New initiatives such as Mindup, Mindfulness in Schools, and Mindfulness Without Borders have flourished, as they offer unique curricula that can be used in the classroom to improve mental health and coping strategies among students.
Over the last two years, books such as A Still and Quiet Place by Dr.Amy Saltzman and The Mindful Teen by Dr. Dzung Vo have provided teachers, parents, and healthcare providers with techniques to incorporate mindfulness practices with children and youth.
This past summer I had an opportunity to complete a facilitator workshop with Mindfulness Without Borders (MWB), a Canadian charity, that teaches youth, educators, professionals and parents essential skills and strategies to increase attention, regulate emotions, build resilience, and be more compassionate towards others in a high stress world. The workshop focused on their robust evidence-based curriculum on mindfulness techniques for youth, and prepares facilitators to lead what is traditionally a 12-session workshop in classrooms and other youth settings. MWB’s programs are active within the Toronto Catholic District School Board, YMCA Academy, select Toronto District School Board High Schools and the York Regional Police. There is an upcoming training in Toronto through the Applied Mindfulness and Meditation Program at the University of Toronto, and a number of online opportunities to learn more about mindfulness techniques for youth on the website.

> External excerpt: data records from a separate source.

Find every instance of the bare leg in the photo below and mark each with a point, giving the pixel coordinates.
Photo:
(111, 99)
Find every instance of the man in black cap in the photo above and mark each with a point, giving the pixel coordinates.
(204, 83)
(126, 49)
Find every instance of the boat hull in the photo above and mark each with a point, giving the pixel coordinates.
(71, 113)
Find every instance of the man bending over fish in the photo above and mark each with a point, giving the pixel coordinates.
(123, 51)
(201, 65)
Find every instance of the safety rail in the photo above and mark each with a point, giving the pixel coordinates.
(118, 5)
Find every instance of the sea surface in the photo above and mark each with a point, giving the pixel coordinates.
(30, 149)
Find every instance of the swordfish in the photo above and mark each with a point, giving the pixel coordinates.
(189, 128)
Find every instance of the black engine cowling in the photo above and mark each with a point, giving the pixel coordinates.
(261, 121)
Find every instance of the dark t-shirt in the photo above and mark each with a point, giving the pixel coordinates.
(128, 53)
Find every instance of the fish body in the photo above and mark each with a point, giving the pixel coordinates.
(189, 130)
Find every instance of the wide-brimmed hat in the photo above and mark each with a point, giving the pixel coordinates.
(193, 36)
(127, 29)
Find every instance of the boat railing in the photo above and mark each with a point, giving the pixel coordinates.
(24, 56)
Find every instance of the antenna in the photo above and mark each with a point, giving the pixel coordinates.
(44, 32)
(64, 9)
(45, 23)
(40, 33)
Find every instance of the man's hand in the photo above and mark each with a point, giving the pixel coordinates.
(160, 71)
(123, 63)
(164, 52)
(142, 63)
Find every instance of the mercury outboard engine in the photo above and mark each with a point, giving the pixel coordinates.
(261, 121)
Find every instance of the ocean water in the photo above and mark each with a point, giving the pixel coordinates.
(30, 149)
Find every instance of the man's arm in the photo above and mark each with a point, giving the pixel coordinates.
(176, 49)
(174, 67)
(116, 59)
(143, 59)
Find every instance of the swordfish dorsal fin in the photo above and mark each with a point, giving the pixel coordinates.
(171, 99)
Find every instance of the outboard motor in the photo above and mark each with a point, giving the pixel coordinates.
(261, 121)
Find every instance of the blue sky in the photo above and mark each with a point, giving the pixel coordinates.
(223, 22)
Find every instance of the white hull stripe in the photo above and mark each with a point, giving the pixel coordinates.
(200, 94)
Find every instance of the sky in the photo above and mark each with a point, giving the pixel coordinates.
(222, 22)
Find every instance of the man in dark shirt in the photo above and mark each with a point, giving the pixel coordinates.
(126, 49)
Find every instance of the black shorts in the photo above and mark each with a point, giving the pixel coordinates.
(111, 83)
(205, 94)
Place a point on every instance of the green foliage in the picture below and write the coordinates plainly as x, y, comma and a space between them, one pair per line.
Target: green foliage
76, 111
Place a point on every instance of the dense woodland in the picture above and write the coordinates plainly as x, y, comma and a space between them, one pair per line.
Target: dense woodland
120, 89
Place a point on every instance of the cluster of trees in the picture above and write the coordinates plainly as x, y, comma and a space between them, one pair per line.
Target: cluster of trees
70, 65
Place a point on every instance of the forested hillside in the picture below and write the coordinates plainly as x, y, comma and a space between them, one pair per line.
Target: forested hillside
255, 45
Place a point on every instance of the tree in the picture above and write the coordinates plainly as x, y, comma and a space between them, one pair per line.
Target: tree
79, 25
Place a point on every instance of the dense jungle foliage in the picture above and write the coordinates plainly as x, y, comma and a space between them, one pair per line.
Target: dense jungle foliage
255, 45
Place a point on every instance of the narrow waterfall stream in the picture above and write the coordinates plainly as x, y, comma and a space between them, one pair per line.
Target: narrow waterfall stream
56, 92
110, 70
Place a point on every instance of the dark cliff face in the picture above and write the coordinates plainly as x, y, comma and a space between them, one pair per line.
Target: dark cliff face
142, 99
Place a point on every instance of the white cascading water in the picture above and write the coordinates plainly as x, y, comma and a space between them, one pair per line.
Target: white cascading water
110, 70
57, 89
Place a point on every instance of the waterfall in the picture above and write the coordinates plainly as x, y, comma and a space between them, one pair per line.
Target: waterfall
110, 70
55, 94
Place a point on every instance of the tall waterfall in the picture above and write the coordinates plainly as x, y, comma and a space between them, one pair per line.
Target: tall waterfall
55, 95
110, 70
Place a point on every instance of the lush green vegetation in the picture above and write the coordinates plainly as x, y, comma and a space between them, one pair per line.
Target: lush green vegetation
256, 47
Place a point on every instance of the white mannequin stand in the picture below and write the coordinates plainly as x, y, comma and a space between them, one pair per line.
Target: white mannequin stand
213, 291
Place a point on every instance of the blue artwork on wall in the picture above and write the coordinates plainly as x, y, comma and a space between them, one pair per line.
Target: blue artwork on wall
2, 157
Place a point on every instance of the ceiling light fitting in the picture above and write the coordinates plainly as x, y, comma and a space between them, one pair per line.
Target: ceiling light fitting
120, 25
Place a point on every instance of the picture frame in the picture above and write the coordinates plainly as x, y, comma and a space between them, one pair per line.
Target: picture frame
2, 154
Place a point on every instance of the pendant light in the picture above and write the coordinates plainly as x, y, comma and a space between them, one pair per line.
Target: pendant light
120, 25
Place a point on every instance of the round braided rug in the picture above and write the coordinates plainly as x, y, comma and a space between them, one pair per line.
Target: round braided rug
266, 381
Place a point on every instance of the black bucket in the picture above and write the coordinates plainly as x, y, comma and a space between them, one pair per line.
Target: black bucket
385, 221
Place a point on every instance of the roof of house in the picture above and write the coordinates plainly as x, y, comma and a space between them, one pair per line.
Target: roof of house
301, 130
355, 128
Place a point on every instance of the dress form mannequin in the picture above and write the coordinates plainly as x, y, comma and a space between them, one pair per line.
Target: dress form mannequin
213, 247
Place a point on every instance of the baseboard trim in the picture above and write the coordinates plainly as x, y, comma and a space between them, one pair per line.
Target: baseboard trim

Here are just four of the techniques we covered, that are described in more detail on the MWB website. They can be tools to use on yourself, or with a child or youth in your life who expresses interest. I have linked to an audio example of each practice below.
1.Mindful Listening: This technique brings awareness into the way we typically listen (usually with a purpose and agenda to formulate our own responses), and encourages us to stay open to the speakers perspective while releasing our own personal agendas.
2.Tuza: Tuza means “slow down and relax,” in a Rwandan dialect, and is a breathing technique used to restore a sense of calm and balance in challenging situations.
3.Take Five: This is a breathing technique intended to center our mind and our breath (both which tend to become frantic during stressful situations), bringing regularity to our breathing. It begins with a deep inhale, a pause, and a slow exhale, followed by another pause. This can be repeated at least four other times (hence “take five”) in overwhelming situations.
4.Body Scan: The body scan is a popular mindfulness technique used anytime during the day, and can be particularly helpful before sleep, in an effort to relax the mind and body. This tool involves “intentional attention” placed on one part of the body at a time, encouraging openness and curiosity.